Investigation of the fine structure of European populations with applications to disease association studies.

Simon C Heath, Ivo G Gut, Paul Brennan, James D McKay, Vladimir Bencko, Eleonora Fabianova, Lenka Foretova, Michael Georges, Vladimir Janout, Michael Kabesch, Hans E Krokan, Maiken B Elvestad, Jolanta Lissowska, Dana Mates, Peter Rudnai, Frank Skorpen, Stefan Schreiber, José M Soria, Ann-Christine Syvänen, Pierre Meneton, Serge Herçberg, Pilar Galan, Neonilia Szeszenia-Dabrowska, David Zaridze, Emmanuel Génin, Lon R Cardon, Mark Lathrop
Year of publication:
Journal title abbreviated:
Journal title long:
European journal of human genetics
Impact factor:
An investigation into fine-scale European population structure was carried out using high-density genetic variation on nearly 6000 individuals originating from across Europe.
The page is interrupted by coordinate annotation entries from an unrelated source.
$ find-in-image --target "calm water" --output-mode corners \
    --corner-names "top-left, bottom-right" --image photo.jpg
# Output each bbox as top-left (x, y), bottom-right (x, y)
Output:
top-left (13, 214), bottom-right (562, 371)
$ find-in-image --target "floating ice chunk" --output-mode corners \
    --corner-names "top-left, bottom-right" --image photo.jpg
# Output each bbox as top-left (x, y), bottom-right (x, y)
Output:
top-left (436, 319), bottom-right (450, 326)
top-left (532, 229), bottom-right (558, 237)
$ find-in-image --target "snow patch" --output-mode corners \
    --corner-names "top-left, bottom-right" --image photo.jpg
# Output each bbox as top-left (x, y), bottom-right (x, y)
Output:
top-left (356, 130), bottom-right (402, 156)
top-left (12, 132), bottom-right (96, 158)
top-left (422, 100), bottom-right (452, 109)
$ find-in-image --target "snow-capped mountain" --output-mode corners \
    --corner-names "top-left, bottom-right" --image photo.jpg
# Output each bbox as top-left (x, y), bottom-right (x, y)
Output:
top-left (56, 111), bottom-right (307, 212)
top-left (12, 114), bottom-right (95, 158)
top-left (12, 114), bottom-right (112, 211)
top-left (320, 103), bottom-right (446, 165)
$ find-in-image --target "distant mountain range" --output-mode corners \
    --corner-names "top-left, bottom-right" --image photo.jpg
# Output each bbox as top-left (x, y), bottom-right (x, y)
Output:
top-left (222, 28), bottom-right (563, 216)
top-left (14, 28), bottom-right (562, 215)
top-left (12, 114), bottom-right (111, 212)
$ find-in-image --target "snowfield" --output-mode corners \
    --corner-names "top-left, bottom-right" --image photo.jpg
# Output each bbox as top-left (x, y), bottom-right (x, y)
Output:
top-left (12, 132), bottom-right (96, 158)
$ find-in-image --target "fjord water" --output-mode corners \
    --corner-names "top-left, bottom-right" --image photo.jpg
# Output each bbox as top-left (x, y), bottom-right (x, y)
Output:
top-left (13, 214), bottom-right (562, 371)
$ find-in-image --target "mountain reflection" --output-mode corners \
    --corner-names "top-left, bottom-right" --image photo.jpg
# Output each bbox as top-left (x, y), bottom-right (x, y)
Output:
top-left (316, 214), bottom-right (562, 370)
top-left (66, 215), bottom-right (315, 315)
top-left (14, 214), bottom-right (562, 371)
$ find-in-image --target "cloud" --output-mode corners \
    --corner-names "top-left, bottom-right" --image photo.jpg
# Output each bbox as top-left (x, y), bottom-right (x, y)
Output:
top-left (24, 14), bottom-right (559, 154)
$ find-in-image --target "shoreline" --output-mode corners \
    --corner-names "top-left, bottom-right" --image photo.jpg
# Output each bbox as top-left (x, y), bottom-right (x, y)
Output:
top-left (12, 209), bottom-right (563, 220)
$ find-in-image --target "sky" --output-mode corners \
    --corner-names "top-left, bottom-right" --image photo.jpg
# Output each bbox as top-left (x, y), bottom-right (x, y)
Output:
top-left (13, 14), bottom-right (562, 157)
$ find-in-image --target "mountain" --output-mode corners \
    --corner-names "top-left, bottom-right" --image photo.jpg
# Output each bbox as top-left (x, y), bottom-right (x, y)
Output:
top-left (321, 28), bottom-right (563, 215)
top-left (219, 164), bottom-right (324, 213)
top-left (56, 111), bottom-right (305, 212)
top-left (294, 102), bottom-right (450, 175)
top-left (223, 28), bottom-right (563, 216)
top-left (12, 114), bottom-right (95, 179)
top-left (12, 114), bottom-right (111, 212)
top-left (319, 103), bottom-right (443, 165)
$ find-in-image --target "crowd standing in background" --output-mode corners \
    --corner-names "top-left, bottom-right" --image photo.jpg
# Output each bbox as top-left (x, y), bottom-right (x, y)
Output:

The individuals were collected as control samples and were genotyped with more than 300 000 SNPs in genome-wide association studies using the Illumina Infinium platform. A major East-West gradient from Russian (Moscow) samples to Spanish samples was identified as the first principal component (PC) of the genetic diversity. The second PC identified a North-South gradient from Norway and Sweden to Romania and Spain. Variation of frequencies at markers in three separate genomic regions, surrounding LCT, HLA and HERC2, were strongly associated with this gradient. The next 18 PCs also accounted for a significant proportion of genetic diversity observed in the sample. We present a method to predict the ethnic origin of samples by comparing the sample genotypes with those from a reference set of samples of known origin. These predictions can be performed using just summary information on the known samples, and individual genotype data are not required. We discuss issues raised by these data and analyses for association studies including the matching of case-only cohorts to appropriate pre-collected control samples for genome-wide association studies.